Batteries powering the camera views of the Roadster were only expected to last about 12 hours, so they won't provide close-up views of the car near Mars or an asteroid, but that was never the idea. Just like the car's sound system playing David Bowie’s “Space Oddity," a song about an astronaut who is lost forever to the void — a song  that can’t be heard in the vacuum of space — the goal was to mesmerize. 

An example of the golden record carried on the Voyager spacecraft.

"I think the imagery of it is something that’s going to get people excited around the world," Musk said. "And it’s still tripping me out."

He noted that outside of the earth's atmosphere, the car's cherry red color looked "kind of weird, " too crisp" — proof that it was real.

"You can tell it’s real because it looks so fake," he joked. "It’s just literally a normal car in space, which I kind of like the absurdity of that."

"It’s kind of silly and fun, but I think silly, fun things are important," he added.

Indeed, the photo of that surreal red car and the silliness it represents have served to ignite the imaginations of millions around the globe.

Thousands traveled to the Space Coast to witness the 3:45 p.m. demonstration flight from Kennedy Space Center’s pad 39A, jamming roads for hours after liftoff of the world’s most powerful rocket. Hundreds of media representatives reported on the event, one of the biggest turnouts since the last space shuttle launch in July 2011 and NASA’s Orion capsule flight test in December 2014.

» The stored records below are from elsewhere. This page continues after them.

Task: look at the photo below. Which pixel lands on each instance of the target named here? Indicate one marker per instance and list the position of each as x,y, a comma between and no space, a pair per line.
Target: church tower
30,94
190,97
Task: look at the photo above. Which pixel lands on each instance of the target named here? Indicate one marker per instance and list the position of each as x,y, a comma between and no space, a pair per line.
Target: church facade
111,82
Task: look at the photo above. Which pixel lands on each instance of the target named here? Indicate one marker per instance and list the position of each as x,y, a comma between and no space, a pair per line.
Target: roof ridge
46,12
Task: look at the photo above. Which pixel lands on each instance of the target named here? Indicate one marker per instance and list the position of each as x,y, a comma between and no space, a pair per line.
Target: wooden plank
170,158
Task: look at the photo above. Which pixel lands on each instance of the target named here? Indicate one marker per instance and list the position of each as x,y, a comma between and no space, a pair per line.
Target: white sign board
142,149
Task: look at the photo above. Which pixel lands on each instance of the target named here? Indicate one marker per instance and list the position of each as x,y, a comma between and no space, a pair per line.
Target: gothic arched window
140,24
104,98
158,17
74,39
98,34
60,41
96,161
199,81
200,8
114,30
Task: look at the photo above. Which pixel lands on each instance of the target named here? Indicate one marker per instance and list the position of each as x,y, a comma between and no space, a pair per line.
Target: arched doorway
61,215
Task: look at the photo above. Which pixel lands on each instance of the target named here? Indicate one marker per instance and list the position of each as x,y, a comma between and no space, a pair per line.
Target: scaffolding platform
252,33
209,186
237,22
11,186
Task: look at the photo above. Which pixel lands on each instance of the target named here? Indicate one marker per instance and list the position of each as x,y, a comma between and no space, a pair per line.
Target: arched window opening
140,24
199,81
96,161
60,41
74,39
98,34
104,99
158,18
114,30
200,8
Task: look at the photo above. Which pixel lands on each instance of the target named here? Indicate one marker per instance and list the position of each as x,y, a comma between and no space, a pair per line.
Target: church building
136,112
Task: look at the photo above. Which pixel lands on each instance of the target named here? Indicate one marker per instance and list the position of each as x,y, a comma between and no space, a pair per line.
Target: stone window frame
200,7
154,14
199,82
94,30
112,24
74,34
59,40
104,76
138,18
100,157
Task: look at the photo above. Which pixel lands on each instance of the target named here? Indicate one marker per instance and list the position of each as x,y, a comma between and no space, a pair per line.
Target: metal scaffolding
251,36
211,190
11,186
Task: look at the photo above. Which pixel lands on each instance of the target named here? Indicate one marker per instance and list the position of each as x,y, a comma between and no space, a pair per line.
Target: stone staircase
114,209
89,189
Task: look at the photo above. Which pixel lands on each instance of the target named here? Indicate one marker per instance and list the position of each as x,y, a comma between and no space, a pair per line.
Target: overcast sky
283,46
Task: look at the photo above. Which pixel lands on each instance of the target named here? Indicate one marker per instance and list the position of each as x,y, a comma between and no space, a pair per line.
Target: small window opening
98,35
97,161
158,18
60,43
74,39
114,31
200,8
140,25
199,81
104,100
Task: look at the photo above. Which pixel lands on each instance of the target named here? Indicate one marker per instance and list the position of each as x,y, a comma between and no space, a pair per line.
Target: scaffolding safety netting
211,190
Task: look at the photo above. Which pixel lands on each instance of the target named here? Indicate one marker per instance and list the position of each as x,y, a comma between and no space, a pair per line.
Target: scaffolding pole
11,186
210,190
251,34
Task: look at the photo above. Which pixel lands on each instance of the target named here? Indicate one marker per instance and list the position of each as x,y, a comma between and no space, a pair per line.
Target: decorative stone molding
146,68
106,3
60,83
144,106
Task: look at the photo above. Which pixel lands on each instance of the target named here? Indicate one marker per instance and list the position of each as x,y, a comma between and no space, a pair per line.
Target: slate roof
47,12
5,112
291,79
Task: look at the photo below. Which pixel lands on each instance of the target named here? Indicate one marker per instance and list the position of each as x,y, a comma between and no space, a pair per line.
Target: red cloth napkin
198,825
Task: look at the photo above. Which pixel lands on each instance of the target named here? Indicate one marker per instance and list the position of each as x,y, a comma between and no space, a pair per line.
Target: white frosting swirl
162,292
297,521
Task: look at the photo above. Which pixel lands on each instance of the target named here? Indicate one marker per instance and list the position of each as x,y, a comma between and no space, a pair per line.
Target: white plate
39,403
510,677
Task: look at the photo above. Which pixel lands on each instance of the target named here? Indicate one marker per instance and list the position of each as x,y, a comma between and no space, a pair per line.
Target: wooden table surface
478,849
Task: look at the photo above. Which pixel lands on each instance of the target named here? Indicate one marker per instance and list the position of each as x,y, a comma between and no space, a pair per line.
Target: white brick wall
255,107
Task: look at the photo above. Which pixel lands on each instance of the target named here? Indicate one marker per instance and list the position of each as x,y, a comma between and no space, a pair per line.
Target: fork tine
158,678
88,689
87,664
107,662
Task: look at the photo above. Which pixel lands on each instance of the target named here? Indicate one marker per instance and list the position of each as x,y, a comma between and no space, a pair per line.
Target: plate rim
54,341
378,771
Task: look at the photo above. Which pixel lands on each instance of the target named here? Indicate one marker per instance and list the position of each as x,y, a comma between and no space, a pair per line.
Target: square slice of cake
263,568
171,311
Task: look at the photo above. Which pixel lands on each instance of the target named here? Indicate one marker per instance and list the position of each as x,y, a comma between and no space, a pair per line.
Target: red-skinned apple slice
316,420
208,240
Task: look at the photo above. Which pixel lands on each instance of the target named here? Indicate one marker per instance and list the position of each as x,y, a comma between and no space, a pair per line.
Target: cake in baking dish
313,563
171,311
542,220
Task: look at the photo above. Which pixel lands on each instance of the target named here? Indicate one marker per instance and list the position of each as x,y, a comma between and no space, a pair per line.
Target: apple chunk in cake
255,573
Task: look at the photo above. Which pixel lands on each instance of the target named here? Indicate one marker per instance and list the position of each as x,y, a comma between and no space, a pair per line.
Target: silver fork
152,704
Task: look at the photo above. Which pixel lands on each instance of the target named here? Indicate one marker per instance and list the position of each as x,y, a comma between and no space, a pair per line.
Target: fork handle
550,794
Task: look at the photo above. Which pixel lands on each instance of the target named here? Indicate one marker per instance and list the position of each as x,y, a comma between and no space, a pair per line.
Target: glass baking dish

Their visit was further rewarded eight minutes after liftoff when two of the rocket's side cores performed a tandem landing at Cape Canaveral Air Force Station and generated back-to-back sonic booms during the propulsive descents.

Even Musk's rivals applauded him. As for Musk, with the mostly successful first flight out of the way (minus losing the center core during an attempted landing on a drone ship), Falcon Heavy is likely a few months away from launching on its first contracted missions. The company has obtained contracts from the Air Force, Arabsat and ViaSat to launch payloads to orbit.

But the three-core launch vehicle isn't just limited to commercial or military payloads.

"Falcon Heavy opens up a new class of payload," Musk said Tuesday. "It can launch things direct to Pluto and beyond, no stop needed. You don't even need a gravity assist or anything."

"It can do anything you want," he said.